The relationship between mindfulness and objective measures of body awareness: A meta-analysis
Isaac N. Treves, Lawrence Y. Tello, Richard J. Davidson, Simon B. Goldberg
Scientific Reports November 22, 2019 DOI: 10.1038/s41598-019-53978-6 via OpenAlex
Summary
AI-generated from the abstractA meta-analysis of 15 studies (17 samples, 879 adults) found a small positive relationship between mindfulness and the accuracy of body awareness, with an effect size of g = 0.21. When analyzed by study design, only randomized controlled trials showed a significant link (g = 0.20). Heterogeneity was low, but low fail-safe N estimates reduce confidence in the findings. The results suggest a small but potentially detectable association between mindfulness and body awareness accuracy.
Study at a glance
| Characteristics | Meta-analysis Randomized Peer reviewed |
|---|---|
| Sample size | 879 |
| Population | Adults |
| Topics | Meditation |
| Keywords | Psycinfo Meta-analysis Operationalization |
| Citations | 118 |
| Key finding | A small positive relationship was found between mindfulness and body awareness accuracy (g = 0.21), with only randomized controlled trials showing a significant effect. |
Abstract
Abstract Although awareness of bodily sensations is a common mindfulness meditation technique, studies assessing the relationship between mindfulness and body awareness have provided mixed results. The current study sought to meta-analytically examine the relationship between mindfulness operationalized as a dispositional trait or a construct trained through short- (i.e., randomized controlled trials [RCTs]) or long-term mindfulness meditation practice with objective measures of body awareness accuracy. PubMed, Web of Science, PsycINFO, and Scopus were searched. Studies were eligible if they reported the association between mindfulness and body awareness, were published in English, and included adults. Across 15 studies (17 independent samples), a small effect was found linking mindfulness with greater body awareness accuracy ( g = 0.21 [0.08, 0.34], N = 879).
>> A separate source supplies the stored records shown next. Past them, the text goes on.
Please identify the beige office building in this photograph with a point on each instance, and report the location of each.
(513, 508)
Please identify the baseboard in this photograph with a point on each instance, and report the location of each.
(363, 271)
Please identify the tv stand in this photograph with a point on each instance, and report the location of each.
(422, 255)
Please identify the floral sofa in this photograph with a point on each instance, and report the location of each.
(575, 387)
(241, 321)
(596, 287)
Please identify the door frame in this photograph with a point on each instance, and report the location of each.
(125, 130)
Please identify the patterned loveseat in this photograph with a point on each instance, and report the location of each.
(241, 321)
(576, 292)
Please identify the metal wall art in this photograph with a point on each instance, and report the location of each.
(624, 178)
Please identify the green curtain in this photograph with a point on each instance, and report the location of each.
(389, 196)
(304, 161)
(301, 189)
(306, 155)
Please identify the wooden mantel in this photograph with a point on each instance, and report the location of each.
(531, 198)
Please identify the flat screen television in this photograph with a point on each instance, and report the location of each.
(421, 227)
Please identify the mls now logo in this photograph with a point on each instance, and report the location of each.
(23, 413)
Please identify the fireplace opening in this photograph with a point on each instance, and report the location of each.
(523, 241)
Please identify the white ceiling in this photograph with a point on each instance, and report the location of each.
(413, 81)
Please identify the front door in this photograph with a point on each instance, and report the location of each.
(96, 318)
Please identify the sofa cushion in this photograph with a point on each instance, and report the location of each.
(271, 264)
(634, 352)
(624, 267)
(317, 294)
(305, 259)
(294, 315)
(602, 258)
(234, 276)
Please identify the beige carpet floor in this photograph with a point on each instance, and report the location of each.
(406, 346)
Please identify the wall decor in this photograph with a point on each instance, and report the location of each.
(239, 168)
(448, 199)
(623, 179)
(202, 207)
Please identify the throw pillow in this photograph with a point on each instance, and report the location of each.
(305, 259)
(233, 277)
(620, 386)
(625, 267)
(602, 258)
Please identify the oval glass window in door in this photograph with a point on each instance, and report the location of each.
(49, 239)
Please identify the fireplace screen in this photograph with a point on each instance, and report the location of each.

When separated by study design, only RCTs continued to show a significant relationship ( g = 0.20, [0.02, 0.38], k = 7, n = 505). Heterogeneity of effects was low ( I 2 < 25%), although with wide confidence intervals. Effects were not moderated by study quality. Low fail-safe N estimates reduce confidence in the observed effects. Results suggest a small but potentially detectable relationship between mindfulness and body awareness accuracy. Future investigations could examine individual differences in body awareness as a mechanism within mindfulness interventions.